MGM’s acquisition of LeoVegas is but a formality after the US casino giant took control of 98.07% of the outstanding shares in the Stockholm-listed operator.
Before the offer was declared unconditional, MGM announced that it had already been accepted by shareholders with a total of 63,047,289 shares in LeoVegas, corresponding to approximately 64.56% of outstanding shares in the business.
Now, following an extended acceptance period lasting until 14 September, the $604m (SEK61 per share) offer first lodged in May by MGM was accepted by shareholders with a total of 2,320,120 shares in LeoVegas.
This corresponded to approximately 2.38% of the outstanding shares in the company, handing over 95,767,409 shares in LeoVegas to MGM as a result.
MGM has now initiated a compulsory acquisition procedure in accordance with the Swedish Companies Act to acquire all LeoVegas shares that were not tendered by the offer.An application filed by LeoVegas to delist its shares from the Nasdaq Stockholm stock exchange was accepted on 8 September 2022.

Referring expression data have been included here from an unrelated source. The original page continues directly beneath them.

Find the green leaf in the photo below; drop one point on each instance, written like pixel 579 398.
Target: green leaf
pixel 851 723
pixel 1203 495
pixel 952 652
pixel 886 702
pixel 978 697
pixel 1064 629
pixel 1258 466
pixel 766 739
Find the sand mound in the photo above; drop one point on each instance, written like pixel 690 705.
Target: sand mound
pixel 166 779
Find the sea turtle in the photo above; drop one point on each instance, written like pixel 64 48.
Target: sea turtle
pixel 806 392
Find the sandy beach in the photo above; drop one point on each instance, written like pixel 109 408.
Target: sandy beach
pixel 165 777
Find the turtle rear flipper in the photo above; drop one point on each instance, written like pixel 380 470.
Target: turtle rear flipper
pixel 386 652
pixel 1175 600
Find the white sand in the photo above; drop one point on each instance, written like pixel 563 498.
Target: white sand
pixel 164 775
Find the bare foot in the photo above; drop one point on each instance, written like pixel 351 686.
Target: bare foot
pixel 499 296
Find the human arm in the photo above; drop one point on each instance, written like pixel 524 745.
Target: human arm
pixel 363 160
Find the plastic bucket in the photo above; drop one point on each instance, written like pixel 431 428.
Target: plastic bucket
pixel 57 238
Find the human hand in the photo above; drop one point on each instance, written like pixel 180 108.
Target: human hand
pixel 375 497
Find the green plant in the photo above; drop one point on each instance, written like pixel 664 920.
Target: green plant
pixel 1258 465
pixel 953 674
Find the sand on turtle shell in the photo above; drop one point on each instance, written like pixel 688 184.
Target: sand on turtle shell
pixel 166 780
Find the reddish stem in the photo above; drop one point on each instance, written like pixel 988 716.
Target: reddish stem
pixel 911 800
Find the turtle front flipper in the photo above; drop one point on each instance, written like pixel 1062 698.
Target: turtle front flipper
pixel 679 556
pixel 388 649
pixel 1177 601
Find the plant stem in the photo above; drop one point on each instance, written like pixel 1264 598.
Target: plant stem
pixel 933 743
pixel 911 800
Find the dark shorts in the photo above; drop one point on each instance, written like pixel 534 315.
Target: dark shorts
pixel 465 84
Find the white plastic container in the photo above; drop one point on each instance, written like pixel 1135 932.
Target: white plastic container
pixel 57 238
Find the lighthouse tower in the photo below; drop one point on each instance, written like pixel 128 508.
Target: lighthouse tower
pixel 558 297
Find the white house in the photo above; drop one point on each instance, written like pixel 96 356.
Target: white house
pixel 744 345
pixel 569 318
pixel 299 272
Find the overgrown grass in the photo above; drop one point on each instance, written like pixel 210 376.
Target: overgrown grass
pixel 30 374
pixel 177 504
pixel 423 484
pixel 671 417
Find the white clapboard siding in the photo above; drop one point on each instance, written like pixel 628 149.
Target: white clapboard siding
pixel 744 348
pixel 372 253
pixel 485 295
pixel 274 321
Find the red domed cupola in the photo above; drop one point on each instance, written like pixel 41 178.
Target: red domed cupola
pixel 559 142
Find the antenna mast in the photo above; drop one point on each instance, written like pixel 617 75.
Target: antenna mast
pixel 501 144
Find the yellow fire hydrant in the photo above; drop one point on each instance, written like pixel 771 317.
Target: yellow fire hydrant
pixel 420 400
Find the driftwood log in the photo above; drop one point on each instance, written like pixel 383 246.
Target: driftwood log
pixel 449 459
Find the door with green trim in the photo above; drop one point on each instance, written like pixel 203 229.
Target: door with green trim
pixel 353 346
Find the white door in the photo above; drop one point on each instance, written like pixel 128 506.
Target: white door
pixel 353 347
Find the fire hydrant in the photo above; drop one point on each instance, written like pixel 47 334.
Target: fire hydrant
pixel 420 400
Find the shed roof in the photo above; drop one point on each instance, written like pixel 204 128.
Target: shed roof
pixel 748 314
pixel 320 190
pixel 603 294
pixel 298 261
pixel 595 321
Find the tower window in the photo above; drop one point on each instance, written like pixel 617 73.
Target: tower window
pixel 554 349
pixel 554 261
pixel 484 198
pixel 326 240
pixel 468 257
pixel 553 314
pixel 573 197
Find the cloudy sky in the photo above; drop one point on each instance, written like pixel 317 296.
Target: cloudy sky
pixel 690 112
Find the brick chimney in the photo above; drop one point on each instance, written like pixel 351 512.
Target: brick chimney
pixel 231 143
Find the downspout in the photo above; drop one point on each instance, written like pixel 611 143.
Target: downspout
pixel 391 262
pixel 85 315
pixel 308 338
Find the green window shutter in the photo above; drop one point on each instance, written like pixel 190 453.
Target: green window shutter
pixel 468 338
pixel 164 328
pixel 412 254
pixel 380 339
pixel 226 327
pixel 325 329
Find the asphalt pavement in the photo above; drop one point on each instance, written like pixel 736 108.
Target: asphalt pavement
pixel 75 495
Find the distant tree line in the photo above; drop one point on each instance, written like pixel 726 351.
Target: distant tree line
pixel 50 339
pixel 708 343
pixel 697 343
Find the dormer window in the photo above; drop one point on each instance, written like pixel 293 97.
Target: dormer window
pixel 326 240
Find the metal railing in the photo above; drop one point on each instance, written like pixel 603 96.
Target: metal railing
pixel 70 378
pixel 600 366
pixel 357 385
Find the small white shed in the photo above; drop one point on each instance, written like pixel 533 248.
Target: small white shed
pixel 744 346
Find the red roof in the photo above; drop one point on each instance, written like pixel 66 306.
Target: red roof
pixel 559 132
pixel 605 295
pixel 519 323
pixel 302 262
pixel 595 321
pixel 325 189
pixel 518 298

22 September has now been confirmed as the last day for trading LeoVegas shares on Nasdaq Stockholm, with the acquisition scheduled to complete on the same day.
The acquisition is expected to diversify MGM’s online gambling operation outside of the US and into other operational markets including Europe via the LeoVegas brand.
The purchase will also see MGM gain access to the operator’s proprietary casino software which has been built on an in-house platform called Rhino.
“The completion of this transaction represents a major milestone for MGM Resorts as we continue to pursue our strategy of growing our online gaming footprint worldwide,” said MGM Resorts CEO & president Bill Hornbuckle earlier this month.
“We look forward to welcoming the LeoVegas team and are excited to begin working with them to grow our global digital gaming business and maximise the full potential of our omni-channel strategy,” he added.